Here is a TXT value with mocked up public key:

   "v=DKIM1; k=rsa; p=MIGfMA0GCSqGSIb3DQEBAQUAA4GNADCBiQKBgQCehqKMB6znGXo/pC83mGObm8OWo4daBYBb9wqqDaflz7Mf9KW1oaUm9j7hQq7af7jha'jfasdjLJDSFJA;IOUERLKJW/QVHqYKlPX3hvYUohBxg//T0u0rK3OSJss3OrpkoRqd150ynYxwwLymsjIwODT7Gf9WZPcL86rdboSRm/ost4mwIDAQAB"

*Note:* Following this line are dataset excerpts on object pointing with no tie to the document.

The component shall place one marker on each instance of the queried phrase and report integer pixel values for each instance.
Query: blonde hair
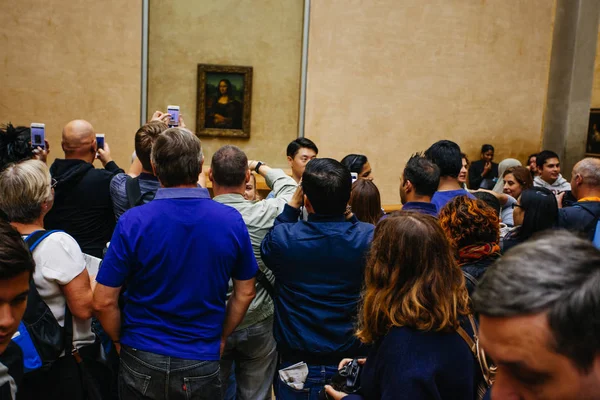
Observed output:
(23, 189)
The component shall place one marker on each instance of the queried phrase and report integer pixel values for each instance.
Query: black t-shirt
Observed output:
(11, 371)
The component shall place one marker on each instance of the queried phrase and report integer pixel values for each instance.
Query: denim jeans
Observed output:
(145, 375)
(254, 351)
(318, 377)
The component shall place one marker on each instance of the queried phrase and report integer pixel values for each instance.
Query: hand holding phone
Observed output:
(38, 135)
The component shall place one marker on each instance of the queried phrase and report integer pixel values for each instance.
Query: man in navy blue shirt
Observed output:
(176, 254)
(319, 269)
(420, 180)
(448, 157)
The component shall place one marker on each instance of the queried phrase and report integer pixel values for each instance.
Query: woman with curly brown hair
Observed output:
(413, 303)
(473, 229)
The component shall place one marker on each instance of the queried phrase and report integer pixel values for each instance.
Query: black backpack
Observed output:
(135, 197)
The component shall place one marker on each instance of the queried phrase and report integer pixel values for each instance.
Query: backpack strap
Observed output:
(133, 191)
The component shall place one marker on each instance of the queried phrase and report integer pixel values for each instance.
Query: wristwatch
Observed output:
(258, 164)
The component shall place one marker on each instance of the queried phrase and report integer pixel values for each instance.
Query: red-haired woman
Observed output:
(473, 229)
(413, 303)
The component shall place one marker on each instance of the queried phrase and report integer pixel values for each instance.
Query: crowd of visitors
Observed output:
(148, 285)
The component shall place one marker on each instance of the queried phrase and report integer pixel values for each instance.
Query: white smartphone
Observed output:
(173, 111)
(38, 135)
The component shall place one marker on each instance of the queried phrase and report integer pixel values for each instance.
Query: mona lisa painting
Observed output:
(224, 100)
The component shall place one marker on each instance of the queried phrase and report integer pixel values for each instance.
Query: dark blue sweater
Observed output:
(415, 365)
(319, 271)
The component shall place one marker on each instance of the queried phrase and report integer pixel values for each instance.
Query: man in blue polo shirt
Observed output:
(176, 255)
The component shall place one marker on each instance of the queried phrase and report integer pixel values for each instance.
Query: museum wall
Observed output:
(389, 78)
(63, 60)
(263, 34)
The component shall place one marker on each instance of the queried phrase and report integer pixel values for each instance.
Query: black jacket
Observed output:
(82, 203)
(475, 171)
(579, 219)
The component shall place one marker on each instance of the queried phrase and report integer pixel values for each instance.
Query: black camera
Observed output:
(346, 380)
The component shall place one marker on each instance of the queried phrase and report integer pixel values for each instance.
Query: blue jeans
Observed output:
(253, 349)
(318, 377)
(144, 375)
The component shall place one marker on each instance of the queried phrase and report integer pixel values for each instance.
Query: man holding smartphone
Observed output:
(82, 203)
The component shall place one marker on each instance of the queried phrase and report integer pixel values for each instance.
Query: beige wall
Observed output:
(264, 34)
(63, 60)
(391, 77)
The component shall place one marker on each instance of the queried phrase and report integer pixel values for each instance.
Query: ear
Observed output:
(308, 206)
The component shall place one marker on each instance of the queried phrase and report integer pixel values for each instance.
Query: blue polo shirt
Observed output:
(176, 255)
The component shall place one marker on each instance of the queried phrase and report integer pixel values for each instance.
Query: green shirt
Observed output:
(259, 217)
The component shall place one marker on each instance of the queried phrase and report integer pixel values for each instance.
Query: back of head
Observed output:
(411, 279)
(177, 157)
(78, 139)
(544, 156)
(365, 201)
(15, 257)
(327, 184)
(14, 144)
(522, 175)
(446, 155)
(299, 143)
(144, 139)
(354, 162)
(468, 222)
(229, 166)
(23, 189)
(541, 211)
(423, 174)
(589, 170)
(490, 200)
(557, 274)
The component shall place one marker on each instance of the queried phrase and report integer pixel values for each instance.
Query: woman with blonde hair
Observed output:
(413, 303)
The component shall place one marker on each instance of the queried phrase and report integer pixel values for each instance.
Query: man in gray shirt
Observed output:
(251, 346)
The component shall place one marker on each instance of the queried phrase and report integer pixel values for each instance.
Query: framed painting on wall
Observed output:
(592, 147)
(224, 100)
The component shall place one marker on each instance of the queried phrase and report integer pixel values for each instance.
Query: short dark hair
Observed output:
(557, 274)
(177, 157)
(327, 184)
(447, 156)
(15, 144)
(490, 200)
(15, 257)
(229, 165)
(486, 147)
(354, 162)
(423, 174)
(300, 143)
(543, 156)
(541, 211)
(144, 139)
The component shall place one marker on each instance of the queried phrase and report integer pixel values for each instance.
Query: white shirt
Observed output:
(59, 260)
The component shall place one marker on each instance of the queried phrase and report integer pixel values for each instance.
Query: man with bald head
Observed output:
(82, 203)
(585, 186)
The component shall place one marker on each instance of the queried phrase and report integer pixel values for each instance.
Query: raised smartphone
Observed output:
(38, 135)
(173, 111)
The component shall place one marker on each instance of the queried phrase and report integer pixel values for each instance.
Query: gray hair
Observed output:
(23, 189)
(556, 273)
(589, 169)
(177, 157)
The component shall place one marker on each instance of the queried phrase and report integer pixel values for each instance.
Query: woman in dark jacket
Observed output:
(473, 229)
(483, 173)
(412, 306)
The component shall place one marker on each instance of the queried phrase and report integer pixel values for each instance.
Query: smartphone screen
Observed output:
(38, 135)
(100, 140)
(174, 113)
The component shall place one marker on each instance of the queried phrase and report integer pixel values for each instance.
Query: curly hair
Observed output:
(411, 279)
(468, 222)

With each DKIM key pairs, you keep the private key and configure it on your MTA host so that it can use the private key to sign emails. You ask your partner (in this case your client) who manages the DNS records for XYZ123.com to add the following 2 x CNAME records that point to the TXT records created above

   CNAME record 1: selector1._domainkey.XYZ123.com
   points to: selector1-XYZ123._domainkey.mailhostabc.com

   CNAME record 2: selector2._domainkey.XYZ123.com
   points to: selector2-XYZ123._domainkey.mailhostabc.com

With this setup, there is no ongoing maintenance to be done at your partner's end. When you rotate the DKIM keys, you only need to update your MTA host and your TXT records with new private and public keys.

Regards.

+ 0

Elon Musk

I sit in a Tesla and translated this thread with Ai:

EN: Create a DKIM key to provide to a 3rd party so we can send as them?

TH: สร้างคีย์ DKIM เพื่อมอบให้กับบุคคลที่สามเพื่อให้เราสามารถส่งเป็นพวกเขาได้หรือไม่

RO: Creați o cheie DKIM pentru a o furniza unei terțe părți, astfel încât să putem trimite ca ei?

RU: Создать ключ DKIM для предоставления третьему лицу, чтобы мы могли отправить его?

VI: Tạo khóa DKIM để cung cấp cho bên thứ 3 để chúng tôi có thể gửi cho họ?

Post an answer

Most people don’t grasp that asking a lot of questions unlocks learning and improves interpersonal bonding. In Alison’s studies, for example, though people could accurately recall how many questions had been asked in their conversations, they didn’t intuit the link between questions and liking. Across four studies, in which participants were engaged in conversations themselves or read transcripts of others’ conversations, people tended not to realize that question asking would influence—or had influenced—the level of amity between the conversationalists.